Thanks for the question!
Another great article.
To make sure issue #6 does not occur, I create a scheduled task to automatically update the IP ranges on the receive connector.
Below is an extract of the script that includes both retrieving the IP ranges and setthe IP ranges.
# Make sure all IP ranges are retrieved
# Catch all current Exchange Online Datacenter IP ranges
$ExOIPranges = (Get-HybridMailflowDatacenterIPs).DatacenterIPs
# Save all current
Set-ReceiveConnector -Identity “= Office 365 receive connector =” -RemoteIPRanges $ExOIPranges
Do you know how, in Exchange 2013, they use the certificate to validate the connection instead of the IPs? I’ve been trying to replicate this for google apps but with no success.
We added gmail to the TlsDomainCapabilities and added the remote and accepted domains but no luck.
Hello Joe, Great Work!! but I have a question. I need to know how much traffic is being sent to the inbound connectors created in o365. Like how we have protocol logging in Exchange. Could we perform the same or find out the traffic coming in O365. Like you configure Hybrid or have relay servers which direct the emails to o365 for Internet delivery.
The message trace functionality and some of the reporting may give you what you’re looking for although there is some traffic that is not exposed in the logs. As you can imagine, there’s a great amount of spam that is trying to come in and if it’s dropped at the edge, you won’t see those messages in your logs.
I seem to have a routing issue that affects a small number of users.

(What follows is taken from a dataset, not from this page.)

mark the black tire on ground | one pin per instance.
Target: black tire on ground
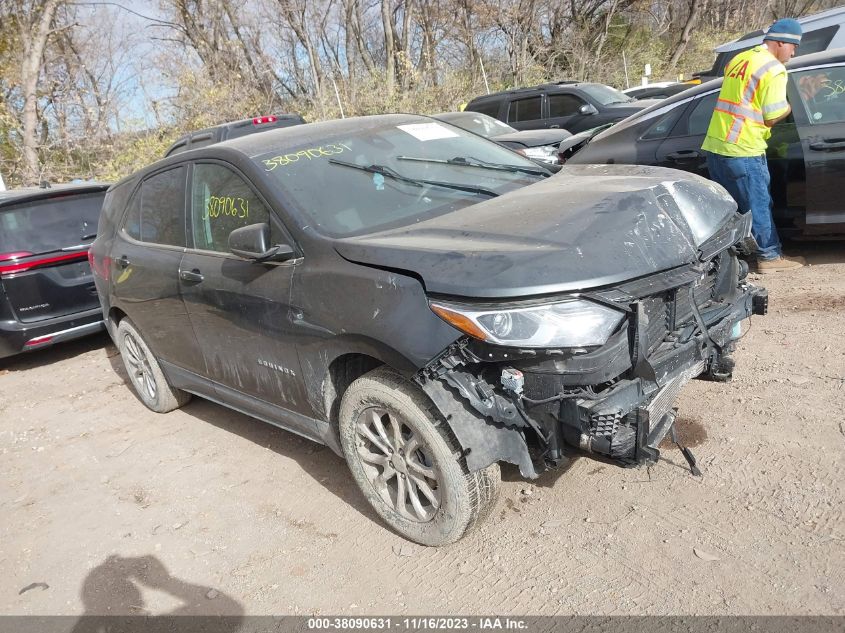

In whole the routing seems to act as desired but there are users who only recieve email from myself (migrated) to thier migrated 365 account as opposed from myself to thier on-premise emails. e.g i send an email and rather than hitting their normal inbox it only routes to their 365 account, therefore have to have two email windows open (both outlook and web browser for 365). Any ideas?
Two things that got me. #1. The “Internal Relay” configuration on the domain. #2. Don’t underestimate how long it can take for #1 to take effect in Office365 after setting it. MS support said it could take up to an hour.
That was an hour of banging head until it suddenly started working.